これからのBCP対策の在り方、竹中工務店が提案する「有事と平時に対応する施設の“再構築”」:ファシリティマネジメント フォーラム 2021(4/5 ページ)
近年、国内で相次ぐ自然災害の甚大な被害を鑑みると、建物のBCP対策については現状を見つめ直し、将来の在り方を検討すべき時期に来ている。ファシリティマネジメント フォーラム 2021で講演した竹中工務店で事業リスクマネジメントグループ長を務める杉内章浩氏は、BCP/リスク対策の必要性は認識していても実施がなかなか進まない現況を踏まえ、多数の相談を受けている建設会社の立場から参考になる事例を交えつつ、とくにここ数年の懸案事項となっている感染症対策にもスポットを当て、問題解決の具体的な手法を提言した。
換気対策の(a)〜(f)段階的手法
3つ目の空気に対する換気対策では、各部屋の換気情報をしっかりと掴(つか)んでおくのが不可欠。その上で、改善が必要な際は、換気能力を増強したり、利用人数の制限も検討したりしなければならない。加えて、換気や運転状況をモニタリングできればより安心感が高まる。
換気の基本をおさらいすると、そもそも換気とは外気を取り入れて、室内空気を外に追い出すことで、空気中の汚染物質を排出することを指す。“機械換気”と“自然換気”の2種類と、2種類を組み合わせたケースがある。空気の動き方もさまざまで、混合換気と言って、外の空気といったん混ざり合ってから排出されることもあれば、クリーン環境内でピストンのように、外気を押し出していく置換換気システムもある。
コロナ禍での換気対策は、これまでにも公的・専門機関からさまざまな情報が発信されている。商業施設などでは、「換気の悪い密閉空間ではない目安」として、換気量1人あたり毎時30立方メートルと基準が設けられている。多くの施設管理者は、この数値を気にしている。
既存施設の換気を改善するには、まずはこれまでにも重要性を繰り返して述べてきた現状の確認。方式、換気量、制御方法、運用実態を知り、換気量を臨時に増大する余地があるかどうかを判断する必要がある。
改善すべきことが決定すれば、下図の(a)〜(f)のような対策を順次進めていくことになる。(a)の余力活用は、CO2の自動制御システムや外気導入制限をかけている場合は、それを一時的に変更することで、大規模な工事をせずとも簡単に状況を改善できるというものだ。

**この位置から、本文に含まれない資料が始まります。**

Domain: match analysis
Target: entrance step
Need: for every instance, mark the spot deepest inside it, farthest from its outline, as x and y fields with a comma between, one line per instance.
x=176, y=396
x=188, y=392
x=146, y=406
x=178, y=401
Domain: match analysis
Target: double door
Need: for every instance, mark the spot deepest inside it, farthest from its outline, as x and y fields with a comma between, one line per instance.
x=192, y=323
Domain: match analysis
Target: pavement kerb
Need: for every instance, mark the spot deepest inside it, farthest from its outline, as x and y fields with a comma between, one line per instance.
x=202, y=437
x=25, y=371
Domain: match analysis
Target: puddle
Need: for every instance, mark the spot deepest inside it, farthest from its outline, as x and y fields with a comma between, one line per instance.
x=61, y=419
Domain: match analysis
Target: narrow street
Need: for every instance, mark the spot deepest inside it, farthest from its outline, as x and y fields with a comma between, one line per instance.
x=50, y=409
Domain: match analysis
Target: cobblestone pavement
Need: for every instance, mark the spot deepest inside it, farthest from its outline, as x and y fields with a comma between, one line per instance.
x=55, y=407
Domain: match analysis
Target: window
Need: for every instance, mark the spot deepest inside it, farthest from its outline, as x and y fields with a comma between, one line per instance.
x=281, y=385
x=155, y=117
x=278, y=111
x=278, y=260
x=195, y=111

(a)または(b)が難しい状況では、窓を開けるだけの(c)でも十分な効果を得られるが、夏季や冬季には環境がより悪化してしまう懸念がある。
しかし、(a)〜(c)が実施不可であれば、(d)〜(f)の設備投資を検討しなければならない。(d)では、フィルター追加が必要になるが、換気を改善するフィルターは広く認知された一般的な基準のフィルターとは、規格が異なっていることもあるので注意しなければならない。また、当然ながら、施設設備がフィルター設置に対応しているかどうかもチェックが必要だろう。
(e)空気清浄機の採用も効果は大きいが、スペックを事前に確認すべきだろう。(f)の換気増強改修は大規模な工事を伴い、熱源の増強も欠かせない。

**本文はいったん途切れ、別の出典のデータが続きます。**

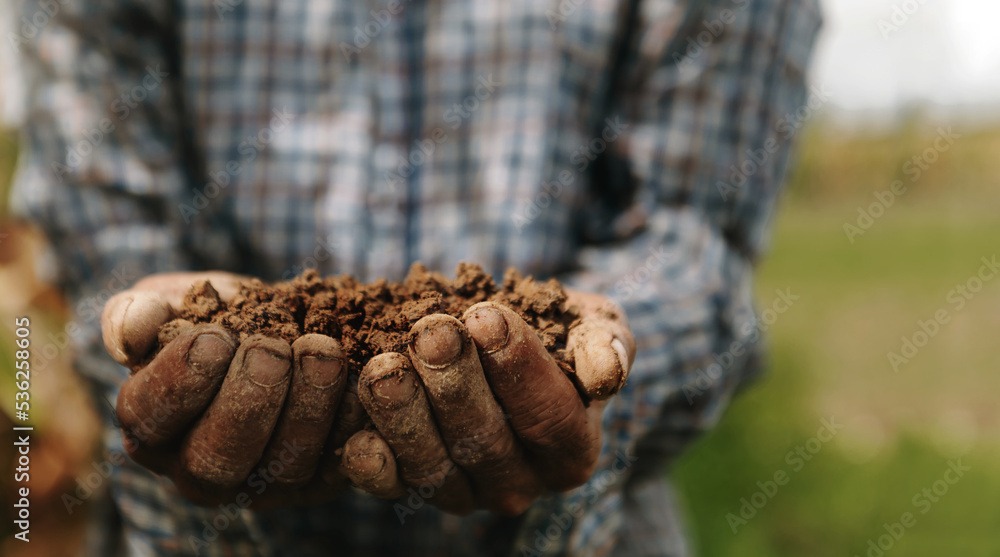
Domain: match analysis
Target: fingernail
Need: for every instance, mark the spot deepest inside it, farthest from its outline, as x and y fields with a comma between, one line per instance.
x=366, y=464
x=207, y=352
x=141, y=321
x=395, y=388
x=489, y=328
x=438, y=345
x=265, y=368
x=320, y=372
x=619, y=347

「とはいえ、こうした対策も講じれば、それだけで安心というわけではない。温湿度環境が感染リスクにどれくらいの影響を与えるのか、まだ科学的に分かっていない部分も多く、公的機関が発信する情報や研究成果などを調べ、自社の対策が正しいのか、自身で吟味せねばならない」(杉内氏)。

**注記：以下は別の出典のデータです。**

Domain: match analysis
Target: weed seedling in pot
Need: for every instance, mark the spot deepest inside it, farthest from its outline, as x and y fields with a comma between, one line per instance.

また、換気のシミュレーションも有効策としてあり、数値流体シミュレーション(CFD)などに代表されるように、空調に関する解析技術は多数あり、温度や冷温感指標などの分布によって空調システムの効率性を調べるものだ。空気齢(空気の新鮮度)や流速の分布をしらべれば、感染症対策の検討にも役立つ。